A federal judge has rejected a motion by the makers of Injectafer to dismiss a woman’s lawsuit over side effects of the iron deficiency drug, indicating that primary claims that the medication caused her to suffer life-threateningly low phosphorous levels are sufficiently sound to survive an early challenge by the drug maker.
The complaint was originally filed by Katherine Crockett in December 2018, and removed from state court in Pennsylvania (PDF) to federal court the next month.
Crockett indicates that she received two shots of Injectafer, which caused her to develop severe hypophosphatemia, also known as severe HPP. However, she claimed that the defendants failed to adequately warn users and the medical community about the potential side effects.
The defendants include Luitpold Pharamceuticals, American Regent, Daiichi Sankyo, and Vifor Pharmaceuticals, who filed a motion to dismiss the complaint on numerous grounds.

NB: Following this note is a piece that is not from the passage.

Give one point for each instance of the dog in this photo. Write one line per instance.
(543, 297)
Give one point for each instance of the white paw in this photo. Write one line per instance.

In an order (PDF) issued January 28, U.S. District Judge Wendy Beetle Stone cleared the case to proceed on its core failure-to-warn claims, while dismissing some of the 10 counts in the original complaint. In addition, Stone also allowed Crockett to continue to pursue potential punitive damages against Injectafer’s manufacturers.
“Taking Plaintiffs Complaint as true, she has alleged that Defendants had actual knowledge from scientific literature and clinical studies that Injectafer causes Severe HPP; that they were aware of the differences between mild or asymptomatic HPP and Severe HPP; and that they suppressed this information from patients and the medical community in Injectafer’s labeling and marketing,” the judge determined. “Read together under a motion to dismiss standard, these pleadings are sufficient to state a claim for punitive damages.”
Injectafer (ferric carboxymaltose) was approved for intravenous use by the FDA in 2013. It is an iron replacement by Daiichi Sankyo, meant to treat iron deficiency anemia in adult patients with an intolerance to oral iron supplementation and who have non-dialysis dependent chronic kidney disease.
In August, researchers from Norway published a study that reported side effects of Injectafer were linked to an increased risk of HPP.
Crockett’s original lawsuit indicates the manufacturers knew, or should have known of the risks of HPP, but failed to provide adequate warning to the medical community or patients. It also notes that with the failure to warn of HPP, the label also fails to warn of the potential injuries which could result.
Hypophosphatemia can lead to severe health complications, including:
- Cardiac arrest
- Respiratory failure
- Muscle weakness
The case was one of the first of a growing number of other Injectafer lawsuits now being pursued by individuals who have experienced problems or side effects after receiving the iron deficiency drug.